Finalserie für Berlin Volleys «noch lange nicht gewonnen»

12.04.2021 Sergej Grankin führt die Berlin Volleys zum 3:0-Erfolg über Friedrichshafen. Ein Sieg fehlt noch zum Gewinn des elften Meistertitels, einfach wird das aber nicht.

Spieler der Berlin Volleys bejubeln den Sieg. Foto: Andreas Gora/dpa © dpa - Deutsche Presse-Agentur GmbH

Die Freude bei den Berlin Volleys fiel eher verhalten aus. «Das bedeutet jetzt noch lange nicht, dass wir die Finalserie gewonnen haben», sagte Diagonalangreifer Benjamin Patch nach dem überzeugenden 3:0 (25:22, 25:17, 25:23)-Erfolg gegen den VfB Friedrichshafen am Sonntag.
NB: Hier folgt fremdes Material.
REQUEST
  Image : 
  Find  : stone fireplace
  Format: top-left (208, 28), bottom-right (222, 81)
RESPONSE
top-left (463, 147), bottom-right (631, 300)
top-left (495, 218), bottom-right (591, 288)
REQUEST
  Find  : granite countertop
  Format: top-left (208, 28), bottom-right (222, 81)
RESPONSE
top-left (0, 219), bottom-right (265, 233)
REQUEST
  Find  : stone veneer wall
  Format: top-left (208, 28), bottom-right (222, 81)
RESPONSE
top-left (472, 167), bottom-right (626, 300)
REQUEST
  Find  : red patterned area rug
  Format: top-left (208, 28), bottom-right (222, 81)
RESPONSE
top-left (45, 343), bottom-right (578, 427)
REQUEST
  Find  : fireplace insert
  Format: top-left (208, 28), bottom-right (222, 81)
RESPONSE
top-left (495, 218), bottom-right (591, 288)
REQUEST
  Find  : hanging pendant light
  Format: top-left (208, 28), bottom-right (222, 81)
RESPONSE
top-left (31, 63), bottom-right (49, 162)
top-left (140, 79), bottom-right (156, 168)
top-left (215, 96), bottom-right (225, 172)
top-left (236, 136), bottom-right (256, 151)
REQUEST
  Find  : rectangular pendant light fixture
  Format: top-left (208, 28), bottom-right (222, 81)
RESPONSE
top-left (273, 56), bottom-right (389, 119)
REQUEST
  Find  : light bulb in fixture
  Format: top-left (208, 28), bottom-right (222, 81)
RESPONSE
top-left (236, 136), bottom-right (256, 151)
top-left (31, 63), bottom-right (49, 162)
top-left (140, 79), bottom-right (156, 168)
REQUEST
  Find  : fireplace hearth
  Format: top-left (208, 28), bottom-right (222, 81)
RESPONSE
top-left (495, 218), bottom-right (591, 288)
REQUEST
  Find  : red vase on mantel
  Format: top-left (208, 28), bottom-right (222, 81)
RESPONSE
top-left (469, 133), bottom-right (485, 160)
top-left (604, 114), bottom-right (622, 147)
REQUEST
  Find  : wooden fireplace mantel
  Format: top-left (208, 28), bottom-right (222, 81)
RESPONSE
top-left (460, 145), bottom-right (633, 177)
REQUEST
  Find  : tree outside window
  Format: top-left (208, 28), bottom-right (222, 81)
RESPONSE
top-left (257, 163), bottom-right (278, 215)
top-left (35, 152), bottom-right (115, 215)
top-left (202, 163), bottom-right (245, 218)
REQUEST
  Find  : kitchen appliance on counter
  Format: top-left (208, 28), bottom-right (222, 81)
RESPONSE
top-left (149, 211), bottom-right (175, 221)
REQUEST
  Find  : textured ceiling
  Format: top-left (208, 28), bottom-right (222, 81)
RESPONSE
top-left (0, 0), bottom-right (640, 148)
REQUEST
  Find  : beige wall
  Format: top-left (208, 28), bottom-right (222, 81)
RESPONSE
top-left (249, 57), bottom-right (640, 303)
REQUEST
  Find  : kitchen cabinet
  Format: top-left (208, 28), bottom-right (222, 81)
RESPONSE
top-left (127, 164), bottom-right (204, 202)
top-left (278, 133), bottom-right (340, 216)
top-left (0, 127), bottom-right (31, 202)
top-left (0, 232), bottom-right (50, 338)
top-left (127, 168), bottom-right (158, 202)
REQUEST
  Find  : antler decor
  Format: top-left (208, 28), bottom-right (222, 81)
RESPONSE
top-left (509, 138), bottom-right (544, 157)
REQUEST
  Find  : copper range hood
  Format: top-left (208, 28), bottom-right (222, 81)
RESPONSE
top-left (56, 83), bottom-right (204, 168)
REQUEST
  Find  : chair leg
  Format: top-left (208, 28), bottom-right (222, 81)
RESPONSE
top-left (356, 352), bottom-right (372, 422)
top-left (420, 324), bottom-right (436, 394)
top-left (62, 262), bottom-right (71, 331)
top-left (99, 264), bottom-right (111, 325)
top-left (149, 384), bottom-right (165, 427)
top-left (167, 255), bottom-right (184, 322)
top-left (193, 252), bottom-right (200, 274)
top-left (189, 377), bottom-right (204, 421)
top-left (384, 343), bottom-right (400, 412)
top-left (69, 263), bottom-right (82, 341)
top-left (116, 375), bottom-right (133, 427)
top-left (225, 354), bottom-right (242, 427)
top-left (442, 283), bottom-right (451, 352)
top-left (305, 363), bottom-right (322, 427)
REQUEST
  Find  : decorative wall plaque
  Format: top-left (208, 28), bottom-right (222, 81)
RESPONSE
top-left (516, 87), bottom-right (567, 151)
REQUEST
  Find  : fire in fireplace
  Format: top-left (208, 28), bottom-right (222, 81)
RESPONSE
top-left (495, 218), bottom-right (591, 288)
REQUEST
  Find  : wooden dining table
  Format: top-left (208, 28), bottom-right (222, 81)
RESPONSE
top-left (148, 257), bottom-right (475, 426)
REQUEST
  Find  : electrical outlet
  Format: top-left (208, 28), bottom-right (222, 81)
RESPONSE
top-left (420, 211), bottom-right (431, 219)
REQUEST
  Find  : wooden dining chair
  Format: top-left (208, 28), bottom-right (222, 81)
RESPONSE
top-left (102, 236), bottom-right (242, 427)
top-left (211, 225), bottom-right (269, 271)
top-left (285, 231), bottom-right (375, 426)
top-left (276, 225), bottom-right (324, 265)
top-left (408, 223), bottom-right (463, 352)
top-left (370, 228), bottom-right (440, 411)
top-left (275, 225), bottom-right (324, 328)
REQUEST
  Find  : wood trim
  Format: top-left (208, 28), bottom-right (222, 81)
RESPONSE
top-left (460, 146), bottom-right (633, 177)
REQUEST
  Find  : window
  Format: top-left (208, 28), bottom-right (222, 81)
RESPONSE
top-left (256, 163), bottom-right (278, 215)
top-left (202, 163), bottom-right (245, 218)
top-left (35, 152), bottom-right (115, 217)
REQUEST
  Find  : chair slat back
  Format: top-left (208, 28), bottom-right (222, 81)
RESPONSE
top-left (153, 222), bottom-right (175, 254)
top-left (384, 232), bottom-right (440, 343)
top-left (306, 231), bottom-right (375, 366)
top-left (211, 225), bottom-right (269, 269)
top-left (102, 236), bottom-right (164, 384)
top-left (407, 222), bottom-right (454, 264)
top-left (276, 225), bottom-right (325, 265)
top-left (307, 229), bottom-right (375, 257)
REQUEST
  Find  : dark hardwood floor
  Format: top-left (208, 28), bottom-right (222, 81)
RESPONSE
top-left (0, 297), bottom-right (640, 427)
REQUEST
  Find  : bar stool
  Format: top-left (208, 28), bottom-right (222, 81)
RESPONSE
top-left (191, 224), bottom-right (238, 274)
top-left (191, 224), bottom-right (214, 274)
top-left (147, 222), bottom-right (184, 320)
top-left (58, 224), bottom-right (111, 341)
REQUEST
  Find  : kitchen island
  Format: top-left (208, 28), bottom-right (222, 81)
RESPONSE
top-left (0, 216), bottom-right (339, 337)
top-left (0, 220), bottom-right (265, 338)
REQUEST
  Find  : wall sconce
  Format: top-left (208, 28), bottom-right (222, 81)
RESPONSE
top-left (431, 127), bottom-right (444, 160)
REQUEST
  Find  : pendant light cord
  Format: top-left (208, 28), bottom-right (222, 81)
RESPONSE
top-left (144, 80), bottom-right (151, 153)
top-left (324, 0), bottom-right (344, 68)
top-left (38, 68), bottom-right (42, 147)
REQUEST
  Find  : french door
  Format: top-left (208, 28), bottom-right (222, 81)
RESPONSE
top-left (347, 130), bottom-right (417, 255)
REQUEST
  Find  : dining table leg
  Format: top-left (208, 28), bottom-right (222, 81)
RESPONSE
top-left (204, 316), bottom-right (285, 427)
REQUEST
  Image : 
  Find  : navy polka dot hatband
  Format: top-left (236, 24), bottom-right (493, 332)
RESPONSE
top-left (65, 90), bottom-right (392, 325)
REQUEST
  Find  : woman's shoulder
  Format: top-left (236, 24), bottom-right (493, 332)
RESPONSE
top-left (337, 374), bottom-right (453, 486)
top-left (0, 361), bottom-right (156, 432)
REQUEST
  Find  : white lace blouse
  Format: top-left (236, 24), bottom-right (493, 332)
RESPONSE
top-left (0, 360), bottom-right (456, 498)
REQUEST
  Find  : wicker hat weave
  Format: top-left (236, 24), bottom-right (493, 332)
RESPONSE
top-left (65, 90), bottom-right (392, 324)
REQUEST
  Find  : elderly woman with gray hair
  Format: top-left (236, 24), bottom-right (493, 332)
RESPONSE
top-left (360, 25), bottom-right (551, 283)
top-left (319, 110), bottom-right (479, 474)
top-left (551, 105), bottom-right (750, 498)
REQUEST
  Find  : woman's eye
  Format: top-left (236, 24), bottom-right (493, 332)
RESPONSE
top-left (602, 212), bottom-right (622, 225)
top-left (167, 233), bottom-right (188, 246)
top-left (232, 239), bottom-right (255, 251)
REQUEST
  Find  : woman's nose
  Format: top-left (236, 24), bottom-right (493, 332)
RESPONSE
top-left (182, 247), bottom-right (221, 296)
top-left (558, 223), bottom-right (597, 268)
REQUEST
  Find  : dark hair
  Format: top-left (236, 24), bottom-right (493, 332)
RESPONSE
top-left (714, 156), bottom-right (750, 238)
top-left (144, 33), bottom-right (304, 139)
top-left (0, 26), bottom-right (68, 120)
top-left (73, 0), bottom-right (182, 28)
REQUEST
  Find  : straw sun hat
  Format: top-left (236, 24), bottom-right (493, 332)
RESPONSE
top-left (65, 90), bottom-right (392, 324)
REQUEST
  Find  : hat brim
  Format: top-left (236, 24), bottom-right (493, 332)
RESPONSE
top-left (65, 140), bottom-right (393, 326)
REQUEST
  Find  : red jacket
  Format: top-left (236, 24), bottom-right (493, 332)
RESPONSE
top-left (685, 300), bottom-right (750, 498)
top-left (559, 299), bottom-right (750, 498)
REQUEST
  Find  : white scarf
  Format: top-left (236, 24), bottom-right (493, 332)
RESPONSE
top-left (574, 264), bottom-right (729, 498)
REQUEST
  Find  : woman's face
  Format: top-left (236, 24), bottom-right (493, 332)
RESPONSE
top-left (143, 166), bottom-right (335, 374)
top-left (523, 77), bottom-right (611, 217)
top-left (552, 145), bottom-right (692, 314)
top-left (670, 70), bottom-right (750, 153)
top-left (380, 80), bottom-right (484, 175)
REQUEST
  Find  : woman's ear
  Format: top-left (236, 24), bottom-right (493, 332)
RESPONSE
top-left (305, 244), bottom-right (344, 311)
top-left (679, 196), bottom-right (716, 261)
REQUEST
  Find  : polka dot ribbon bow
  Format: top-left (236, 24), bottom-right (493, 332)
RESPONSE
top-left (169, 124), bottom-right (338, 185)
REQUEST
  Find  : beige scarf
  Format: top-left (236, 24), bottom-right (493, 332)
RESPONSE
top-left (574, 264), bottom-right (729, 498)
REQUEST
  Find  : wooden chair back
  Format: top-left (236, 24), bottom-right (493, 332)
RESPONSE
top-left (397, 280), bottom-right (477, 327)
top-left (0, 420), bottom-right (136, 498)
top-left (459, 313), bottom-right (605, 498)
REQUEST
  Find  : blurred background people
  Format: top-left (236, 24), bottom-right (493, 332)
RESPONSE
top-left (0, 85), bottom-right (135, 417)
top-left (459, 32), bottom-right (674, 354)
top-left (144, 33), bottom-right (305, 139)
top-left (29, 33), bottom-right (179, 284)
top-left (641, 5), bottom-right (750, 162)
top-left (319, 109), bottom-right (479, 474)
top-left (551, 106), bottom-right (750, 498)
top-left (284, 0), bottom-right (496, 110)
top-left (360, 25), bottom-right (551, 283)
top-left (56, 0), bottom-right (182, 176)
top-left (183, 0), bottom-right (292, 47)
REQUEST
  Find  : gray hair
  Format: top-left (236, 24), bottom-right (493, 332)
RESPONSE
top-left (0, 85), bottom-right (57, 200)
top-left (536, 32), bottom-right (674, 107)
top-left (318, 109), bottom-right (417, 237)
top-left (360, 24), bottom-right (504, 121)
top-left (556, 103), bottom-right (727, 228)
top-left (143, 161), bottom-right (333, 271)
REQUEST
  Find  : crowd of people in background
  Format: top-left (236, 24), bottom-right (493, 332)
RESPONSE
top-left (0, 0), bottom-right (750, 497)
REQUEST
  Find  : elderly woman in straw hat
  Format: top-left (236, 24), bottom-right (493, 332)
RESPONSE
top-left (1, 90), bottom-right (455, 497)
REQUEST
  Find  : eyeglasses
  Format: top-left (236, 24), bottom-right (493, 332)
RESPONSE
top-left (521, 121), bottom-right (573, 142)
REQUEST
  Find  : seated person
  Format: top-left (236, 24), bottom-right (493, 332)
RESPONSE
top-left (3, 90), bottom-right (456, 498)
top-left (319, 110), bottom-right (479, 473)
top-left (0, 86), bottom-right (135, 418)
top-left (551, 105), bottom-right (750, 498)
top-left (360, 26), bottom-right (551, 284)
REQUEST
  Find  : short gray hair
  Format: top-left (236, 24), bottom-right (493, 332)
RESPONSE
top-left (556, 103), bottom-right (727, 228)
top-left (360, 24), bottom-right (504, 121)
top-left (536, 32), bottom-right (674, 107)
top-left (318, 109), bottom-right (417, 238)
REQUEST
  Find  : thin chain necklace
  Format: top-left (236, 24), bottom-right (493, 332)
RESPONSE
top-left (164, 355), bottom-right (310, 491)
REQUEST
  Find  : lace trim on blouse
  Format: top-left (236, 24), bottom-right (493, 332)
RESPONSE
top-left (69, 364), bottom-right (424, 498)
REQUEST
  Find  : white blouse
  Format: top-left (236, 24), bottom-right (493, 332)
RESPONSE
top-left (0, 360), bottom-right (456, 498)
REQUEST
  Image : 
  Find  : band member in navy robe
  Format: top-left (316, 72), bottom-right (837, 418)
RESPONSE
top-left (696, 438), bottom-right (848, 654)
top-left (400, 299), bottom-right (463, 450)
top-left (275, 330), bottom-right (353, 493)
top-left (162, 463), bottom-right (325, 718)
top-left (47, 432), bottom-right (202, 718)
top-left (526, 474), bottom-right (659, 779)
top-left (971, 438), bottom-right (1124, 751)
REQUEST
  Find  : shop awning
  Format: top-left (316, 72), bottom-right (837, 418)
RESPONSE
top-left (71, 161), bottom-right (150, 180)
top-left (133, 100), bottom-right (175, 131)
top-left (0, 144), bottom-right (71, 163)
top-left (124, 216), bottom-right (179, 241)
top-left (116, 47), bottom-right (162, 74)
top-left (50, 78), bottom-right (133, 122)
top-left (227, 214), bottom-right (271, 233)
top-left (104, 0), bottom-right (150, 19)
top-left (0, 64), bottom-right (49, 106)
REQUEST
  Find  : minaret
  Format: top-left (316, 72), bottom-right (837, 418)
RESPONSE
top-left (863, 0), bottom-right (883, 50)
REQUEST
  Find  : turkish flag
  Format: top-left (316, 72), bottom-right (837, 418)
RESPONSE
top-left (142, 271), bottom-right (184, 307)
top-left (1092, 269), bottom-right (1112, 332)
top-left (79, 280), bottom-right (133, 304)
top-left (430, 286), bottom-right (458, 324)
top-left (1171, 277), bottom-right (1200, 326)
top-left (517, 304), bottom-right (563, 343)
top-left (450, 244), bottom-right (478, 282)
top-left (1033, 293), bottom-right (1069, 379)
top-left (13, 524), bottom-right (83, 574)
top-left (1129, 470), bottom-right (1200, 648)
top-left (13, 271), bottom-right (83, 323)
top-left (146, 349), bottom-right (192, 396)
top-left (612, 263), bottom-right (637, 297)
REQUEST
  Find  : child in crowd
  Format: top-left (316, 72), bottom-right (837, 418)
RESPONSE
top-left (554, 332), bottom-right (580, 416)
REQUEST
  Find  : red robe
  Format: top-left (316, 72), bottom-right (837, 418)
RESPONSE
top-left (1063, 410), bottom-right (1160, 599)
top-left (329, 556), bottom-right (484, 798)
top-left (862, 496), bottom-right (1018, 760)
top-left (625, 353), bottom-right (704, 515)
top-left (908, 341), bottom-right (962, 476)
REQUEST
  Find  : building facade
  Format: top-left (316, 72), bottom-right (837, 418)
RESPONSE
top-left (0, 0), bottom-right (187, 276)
Im Kampf um die deutsche Meisterschaft führen die Berliner Volleyballer in der Playoff-Serie im Modus Best-of-five nun mit 2:0. Schon am Donnerstag können sie im dritten Spiel am Bodensee ihre elfte Meisterschaft perfekt machen.

Die Friedrichshafener glauben jedoch unbeirrt weiter an ihre Chance. «Wir werden alles dafür tun, das wir im nächsten Spiel den letzten Punkt machen und es danach nur noch 1:2 steht», sagte VfB-Trainer Michael Warm. «Friedrichshafen hat nichts mehr zu verlieren. Die werden Vollgas geben», warnte auch Anton Brehme, Mittelblocker bei den Hauptstädtern.

In der Bundesliga-Normalrunde hatten die Berliner gegen das Team aus Baden-Württemberg zweimal deutlich verloren. Doch das Blatt hat sich gewendet. Im ersten Playoff-Finalspiel in Friedrichshafen hatten die Volleys einen 0:2-Satzrückstand in einen 3:2-Sieg verwandelt. «Wir haben dort in den letzten drei Sätzen mit viel Energie gespielt. Daran haben wir im zweiten Spiel angeknüpft», sagte Brehme. Sein Wunsch: «So könnte es für uns weitergehen.»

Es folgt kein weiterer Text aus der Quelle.